Insurance coverages: it doesn’t happen… but what if it happens?
Before leaving, make sure you have the European Health Insurance Card with you.
What is the European Health Insurance Card?
A free card that gives you access to medically necessary, state-provided healthcare during a temporary stay in any of the 27 EU countries, Iceland, Liechtenstein, Norway and Switzerland under the same conditions and at the same cost (free in some countries) as people insured in that country. The benefits covered include, for example, benefits provided in conjunction with chronic or existing illnesses as well as in conjunction with pregnancy and childbirth.
Cards are issued by your national health insurance provider.
Important – the European Health Insurance Card:
- is not an alternative to travel insurance. It does not cover any private healthcare.
- does not cover your costs if you travel for the express purpose of obtaining medical treatment.
- does not guarantee free services. As each country’s healthcare system is different, services that cost nothing at home might not be free in another country.
All students participating in EU4EU projects must be covered by insurance for accidents and responsibility in the workplace. In some cases, they already have an insurance as they are regularly enrolled at university (this is the case in Italy, France and Portugal) in others they have to take out a compulsory private insurance.
I am happy with this experience, but I feel alone. What should I do?
Living abroad for a while is something special which, in addition to enriching the CV, is also useful for working on yourself, opening your mind, learning about ways of living that are different from your way, opening to the world. To familiarize yourself with the new place, it is important to take care of and develop our social relationships. But how to do it?
- Don’t lock yourself at home when you’re not working but get to know the area where you live. Talk to people, ask questions, make yourself known.
- Look for social networks that have groups dedicated to young people living in the same city as you and join the conversations.

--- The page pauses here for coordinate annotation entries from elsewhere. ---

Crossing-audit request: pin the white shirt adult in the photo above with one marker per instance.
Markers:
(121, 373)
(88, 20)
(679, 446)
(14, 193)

- Try to learn the local language, even just a few more common expressions. It will be fun and will help you communicate with the people around you.
- Often in the city events of various kinds are organized: participate as often as you can and you will see that it will be easier to get in touch with other people who are probably experiencing the same emotions as you.
The major international students association: https://stage4eu.it/destinazione-europa/strumenti-di-ricerca/26-le-associazioni-studentesche-internazionali#
ESAA Erasmus+ Student and Alumni Alliance: https://www.esaa-eu.org/
The professional network of the Erasmus generation: https://garagerasmus.org/
I am working and learning a lot: what can I do to get even more out of this experience?
The first work experiences are essential to understand if the path you have decided to take is the right one for you and also to evaluate all the possibilities that your working sector provides you. Here are some tips for getting the most out of your professional experience:
Talk to your tutor and your colleagues in general, ask questions, and participate in conversations. Ask your Host Organization to explain how the sector in which it operates works, what are the advantages of the job and what are the challenges that must be faced. Find out what qualifications are needed to specialize in your sector, if there are specific professional exams to pass, if some skills are considered more important than others by companies. Try to know if there are influential personalities to follow on-line in your sector, websites through which you can constantly update yourself, contacts of any kind that can be useful for your work.